Variables and Metadata
The metadata elements describing a Variable can be inferred from the (simplified) Instance Variable conceptual model shown below:
We can then represent this using a Python schema as follows:
class SingleVariableDataset:
name: str
datastore_id: str
populationDescription: list[Description]
subjectFields: list[str]
temporalCoverage: ValidPeriod
temporality: str
spatialCoverageDescription: list[Description]
sensitivityLevel: str
updatedAt: datetime
identifierVariables: list[IdentifierVariable]
measureVariable: MeasureVariable
attributeVariables: list[AttributeVariable]

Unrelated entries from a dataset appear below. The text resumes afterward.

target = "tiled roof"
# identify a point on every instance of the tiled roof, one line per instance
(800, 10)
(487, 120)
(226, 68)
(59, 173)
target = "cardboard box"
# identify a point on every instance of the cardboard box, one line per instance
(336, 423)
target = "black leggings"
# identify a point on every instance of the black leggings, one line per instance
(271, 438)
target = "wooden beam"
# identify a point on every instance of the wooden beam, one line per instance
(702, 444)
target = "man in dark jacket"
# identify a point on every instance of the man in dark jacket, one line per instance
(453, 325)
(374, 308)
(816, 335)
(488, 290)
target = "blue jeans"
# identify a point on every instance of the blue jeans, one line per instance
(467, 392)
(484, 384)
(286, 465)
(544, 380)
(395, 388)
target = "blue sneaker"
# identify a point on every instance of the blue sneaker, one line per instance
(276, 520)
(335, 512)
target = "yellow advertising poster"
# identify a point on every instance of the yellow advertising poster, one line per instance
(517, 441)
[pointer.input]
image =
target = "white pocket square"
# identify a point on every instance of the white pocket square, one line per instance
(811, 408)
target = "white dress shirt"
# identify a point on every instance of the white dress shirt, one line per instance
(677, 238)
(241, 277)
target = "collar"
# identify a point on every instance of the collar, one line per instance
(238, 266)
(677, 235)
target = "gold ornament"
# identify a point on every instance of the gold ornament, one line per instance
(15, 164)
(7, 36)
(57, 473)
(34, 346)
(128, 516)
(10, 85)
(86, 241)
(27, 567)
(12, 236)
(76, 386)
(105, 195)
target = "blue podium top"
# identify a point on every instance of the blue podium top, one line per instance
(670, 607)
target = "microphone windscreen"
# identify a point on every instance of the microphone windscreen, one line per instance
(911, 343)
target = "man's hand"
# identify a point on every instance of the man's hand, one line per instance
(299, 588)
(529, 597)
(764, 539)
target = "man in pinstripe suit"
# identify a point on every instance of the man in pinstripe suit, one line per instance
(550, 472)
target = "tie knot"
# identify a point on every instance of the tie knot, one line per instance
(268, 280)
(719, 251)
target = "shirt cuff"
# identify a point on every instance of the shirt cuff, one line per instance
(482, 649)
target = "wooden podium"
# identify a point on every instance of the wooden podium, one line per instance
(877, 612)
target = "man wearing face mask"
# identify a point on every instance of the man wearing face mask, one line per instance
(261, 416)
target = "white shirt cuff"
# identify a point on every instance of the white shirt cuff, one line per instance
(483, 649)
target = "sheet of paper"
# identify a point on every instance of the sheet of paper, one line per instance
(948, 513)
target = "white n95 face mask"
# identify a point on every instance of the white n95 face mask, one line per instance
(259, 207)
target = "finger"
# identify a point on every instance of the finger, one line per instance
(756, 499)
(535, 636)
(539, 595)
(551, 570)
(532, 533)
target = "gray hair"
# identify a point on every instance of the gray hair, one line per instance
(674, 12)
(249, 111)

Notice how the three properties (measure, attribute, identifier) which describe the Data Point in the model above are represented in the schema by embedded data structures.
They are of three types:
- Measure Variables: Metadata describing WHAT is MEASURED by this particular datum, and HOW.
- Identifier Variables: Metadata describing WHAT uniquely IDENTIFIES this particular datum, and HOW.
- Attribute Variables: Metadata describing other attributes, especially TEMPORAL, which are relevant about this particular datum.
Variable naming guidelines
The name of a Variable should:
- Describe what the datum is measuring
- Consist of a single string in capital letters, made up of keywords separated by underscores (
_
). - In line with the Kudaf objective to maximize data-sharing potential, it would be preferrable to write the keywords in English.
- It must be the same as the name of the Measure Variable data structure within the Variable.
- The name must be UNIQUE within the set of Variables from a given data source.
How to choose the keywords in the Variable's name:
- The 1st keyword (before the first underscore) in the name indicates the data source. Examples:
- Feide public API: "FEIDEAPI"
- Feide Statistics database: "FEIDESTATS"
- Lånekasen: "LK"
- The 2nd keyword (or group of keywords) should summarize what the variable is measuring. Examples:
- School names: "SCHOOL_NAMES" (in this case not technically a "measure", more of a qualifier)
- Login event counts: "LOGINS"
- Multi-factor authentication event counts: "MFAS"
- The 3rd keyword (or group of keywords) should point out the unique identifier(s) of the Variable. Examples:
- If the login event counts are accumulated for each organization: "ORG"
- If the multi-factor authentication event counts are accumulated for each combination of organization and authentication method: "ORG_METHOD"
- The last keyword (if present) can indicate the variable's temporality:
- If the temporality type is "FIXED", we can omit it.
- Otherwise for the other temporality types, choose one of: "ACCUM", "STATUS", "EVENT".
A complete example from the above could be "FEIDESTATS_LOGINS_ORG_SP_ACCUM". This Variable would thus refer to data that:
- Comes from the Feide Statistics data source.
- Measures login event counts.
- Each measure is identified by an organization and a service provicder.
- The measures (login event counts) are accumulated over a given time period.